6:53 a.m., MLK Jr Day
I used to be a morning person. I used to pop out of bed as soon as my eyes opened for the first time, no matter how many hours I slept, so long as it was at least five. But lately, I sleep and sleep and sleep, and when I wake up - usually because I have to pee so bad I can hardly lie flat - I talk myself into going back to a dream, just curl up sideways so my bladder won't be such a bother. And then, when I finally get do get up to pee, I'm trying to talk myself into going back to bed as soon as I'm done: Oh, won't it feel nice with an empty bladder?

This morning the bed didn't win. The dream I was having - being a burn victim in a hospital that serves piles of cheese pizza in the cafeteria - wasn't interesting enough to call me back. Plus, the door at the bottom of the stairs was closed all the way and Razz was clawing at it with his clawless paws - not so much to get upstairs but to get me down to fill his bowl (even though I fed him a little extra last night - it's his ritual). So I put my big, heavy terry cloth robe on over my flannel pjs and went down the two flights of stairs to the basement. And during all that time, my mind is still trying to figure out a way to get me back to bed, all the way up to the point of grinding the coffee beans.

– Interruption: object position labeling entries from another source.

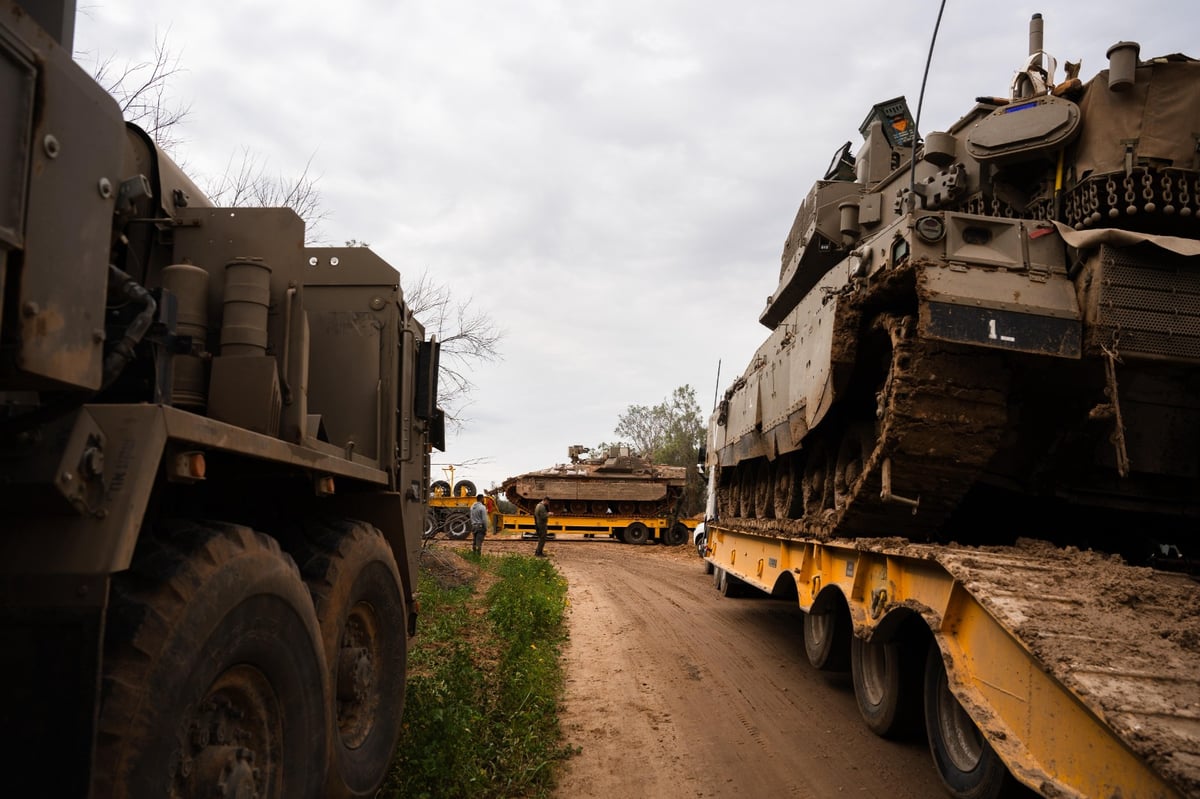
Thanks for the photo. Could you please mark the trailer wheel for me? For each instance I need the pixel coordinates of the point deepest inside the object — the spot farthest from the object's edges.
(456, 526)
(966, 762)
(360, 606)
(214, 676)
(887, 686)
(676, 534)
(637, 533)
(827, 634)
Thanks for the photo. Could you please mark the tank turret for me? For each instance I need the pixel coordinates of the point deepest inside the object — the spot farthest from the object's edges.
(1006, 307)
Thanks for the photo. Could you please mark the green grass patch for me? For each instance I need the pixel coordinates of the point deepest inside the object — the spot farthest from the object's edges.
(485, 684)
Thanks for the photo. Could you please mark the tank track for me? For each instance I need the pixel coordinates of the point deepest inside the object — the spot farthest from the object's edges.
(941, 415)
(945, 410)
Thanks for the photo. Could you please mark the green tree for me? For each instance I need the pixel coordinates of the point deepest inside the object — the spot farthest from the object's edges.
(670, 433)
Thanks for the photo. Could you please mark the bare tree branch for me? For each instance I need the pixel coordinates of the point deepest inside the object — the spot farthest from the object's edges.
(468, 336)
(141, 89)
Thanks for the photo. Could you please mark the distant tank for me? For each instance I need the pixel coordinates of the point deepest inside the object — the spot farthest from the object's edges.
(617, 484)
(1009, 307)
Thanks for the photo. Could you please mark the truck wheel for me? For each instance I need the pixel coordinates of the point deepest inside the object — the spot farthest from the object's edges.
(456, 526)
(214, 677)
(966, 762)
(360, 606)
(637, 533)
(887, 686)
(827, 636)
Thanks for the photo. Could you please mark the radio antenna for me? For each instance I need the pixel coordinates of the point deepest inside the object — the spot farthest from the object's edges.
(921, 102)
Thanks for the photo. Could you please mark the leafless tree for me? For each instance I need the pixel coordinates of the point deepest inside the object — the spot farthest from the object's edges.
(247, 184)
(141, 90)
(468, 336)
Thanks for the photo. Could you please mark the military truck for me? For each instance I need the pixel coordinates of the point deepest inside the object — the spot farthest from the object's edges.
(214, 451)
(969, 446)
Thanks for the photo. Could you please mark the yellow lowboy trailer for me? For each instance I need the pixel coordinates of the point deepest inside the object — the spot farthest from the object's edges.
(1077, 672)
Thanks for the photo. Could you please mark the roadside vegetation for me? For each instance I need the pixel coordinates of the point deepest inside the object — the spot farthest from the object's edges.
(485, 680)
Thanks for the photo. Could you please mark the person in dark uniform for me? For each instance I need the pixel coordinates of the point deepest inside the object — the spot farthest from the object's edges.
(478, 524)
(540, 517)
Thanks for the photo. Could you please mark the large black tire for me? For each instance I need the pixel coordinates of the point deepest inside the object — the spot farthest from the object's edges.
(360, 606)
(676, 534)
(966, 762)
(887, 686)
(827, 637)
(637, 533)
(214, 677)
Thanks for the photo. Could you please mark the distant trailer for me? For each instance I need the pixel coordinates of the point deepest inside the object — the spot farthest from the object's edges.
(627, 529)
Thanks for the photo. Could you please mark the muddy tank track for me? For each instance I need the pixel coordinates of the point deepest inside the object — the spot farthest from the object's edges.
(941, 413)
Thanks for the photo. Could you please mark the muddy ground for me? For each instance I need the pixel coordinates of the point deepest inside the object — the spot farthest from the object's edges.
(673, 690)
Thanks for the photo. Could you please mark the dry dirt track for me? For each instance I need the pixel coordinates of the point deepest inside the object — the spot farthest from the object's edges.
(673, 690)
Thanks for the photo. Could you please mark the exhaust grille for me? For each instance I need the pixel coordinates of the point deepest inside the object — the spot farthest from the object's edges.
(1150, 302)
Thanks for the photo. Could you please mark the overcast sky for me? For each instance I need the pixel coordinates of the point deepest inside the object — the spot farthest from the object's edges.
(610, 180)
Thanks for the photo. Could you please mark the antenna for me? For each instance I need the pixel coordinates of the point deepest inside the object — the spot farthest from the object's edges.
(717, 389)
(921, 101)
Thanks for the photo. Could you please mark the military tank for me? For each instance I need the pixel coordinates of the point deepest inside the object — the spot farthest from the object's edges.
(1006, 308)
(617, 482)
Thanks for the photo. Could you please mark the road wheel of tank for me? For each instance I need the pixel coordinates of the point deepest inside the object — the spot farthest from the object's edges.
(747, 475)
(214, 677)
(827, 637)
(676, 534)
(887, 686)
(733, 506)
(966, 762)
(456, 526)
(765, 488)
(853, 452)
(360, 606)
(786, 494)
(637, 533)
(816, 484)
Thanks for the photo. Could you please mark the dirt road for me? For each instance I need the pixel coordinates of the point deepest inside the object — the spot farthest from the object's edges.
(673, 690)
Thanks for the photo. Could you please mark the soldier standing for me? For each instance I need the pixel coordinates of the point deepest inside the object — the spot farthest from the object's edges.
(478, 524)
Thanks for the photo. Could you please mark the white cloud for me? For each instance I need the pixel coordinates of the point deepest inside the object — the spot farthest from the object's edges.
(611, 180)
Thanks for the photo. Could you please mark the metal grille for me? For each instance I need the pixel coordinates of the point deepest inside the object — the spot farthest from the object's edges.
(1150, 302)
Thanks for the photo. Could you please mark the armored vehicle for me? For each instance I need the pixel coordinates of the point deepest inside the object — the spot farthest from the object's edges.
(976, 422)
(617, 482)
(1008, 307)
(214, 451)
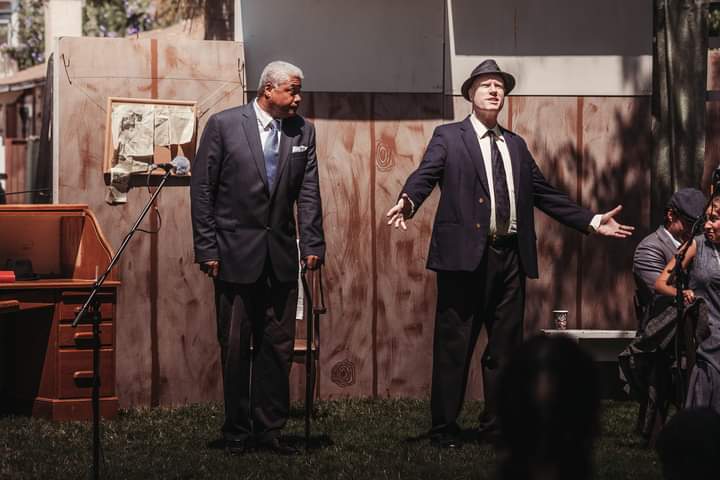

And then, for a brief moment, I considered that I could still go to the gym; it's MLK Jr Day, there would be parking spaces. But, no, I guess I'd rather be disappointed in myself. I decided in the middle of the night, night before last, that I was gonna stop smoking pot and drinking beer (and other alcohol) for the rest of the month. But by the end of the day, I'd had a beer, a few sips of Grand Marnier and smoked a roach I found in a little tin I was putting a barely-smoked cigarette into. It was too fucking cold to stand outside and smoke a cigarette. But I can smoke weed indoors! What a Loser.

The reason I thought to take a vice break was because M had reminded me in a recent email that pot and beer might have something to do with my roller coaster emotions. But I haven't really had roller coaster emotions since I've been taking the Cymbalta. But that's why I thought it would be a good time to take a break from it all. But, no, I guess not yet.

Not yesterday, anyway.

I have a job interview at 1 p.m. today. I feel pretty good about the prospect of getting the job, I don't know why. It may interfere with my hours at Co. (afternoons - I think they're looking for evening people at Turnip Truck, and they close at 8), but hopefully I can get LW to say that's okay. I need a little bit more job than I have there, and I'm still not getting work from NYC, so I'm getting a little bit desperate. And still, on top of all of that, I would love to work at Turnip Truck. For several reasons. The main one is that I've wanted to work in a health food store for a long time. Other reasons include:
  1. I spend so much money there, it would be nice to get a little discount;
  2. It would be good experience for me to be able to get a job west of here (Denver, Joshua Tree, wherever);
  3. Jo the owner is very sexy and sweet, and I'd like to find out what he's all about... straight? gay? single? partnered? I tend to think he's gay and single.
I saw a movie on Sundance last night called The Secret Lives of Dentists. I liked the story and I liked Campbell Scott and Denis Leary and the actresses who played the three daughters. I didn't think Hope Davis was all that good, but the way the story turned out really held my attention to the end.

11:32 p.m.
I can't sleep, and I was going crazy trying to upstairs. Jesse had my leg room and R had a sharp elbow point poking into my upper arm, and his air passage was making a ticking sound that I couldn't drown out with earplugs jammed all the way into my eardrums. In fact, I think the earplugs magnified it! Every time his breath changed directions, it would tick.

11:38
I've made myself some tea. --Oh, and my asshole was itching. I guess I have a hemorrhoid, and an irritated crack because of it. I found a nice touch through my pajamas, nice and light, and I didn't want to stop rubbing on it all night long (I felt like a dog must feel when she's getting her belly rubbed - we both look the same, I bet).

So I got up, came downstairs, threw another blanket on the bed, put some water in the microwave, got some regular {room temp} water, too, and my journal, and climbed into the downstairs bed. The lighting is definitely better for writing here.

The interview with Je at Turnip Truck seemed to go very well today. She hinted that she would definitely be having me back for a second, short interview to meet the owner... I'm thinking now - and have been all day since then (and all night, too, obviously) - that I should go back and tell Je that I'd be interested in full-time if she's interested in having me full-time. I also (first) need to ask what the hourly rate is, and if there are any benefits (not that that would make a difference because I don't have any now). But the unspoken benefits are what I've gotten all jazzed about. I wouldn't have to drive Big Blue much at all (fuel, upkeep...); I could and would walk to work. Having one job is better than two.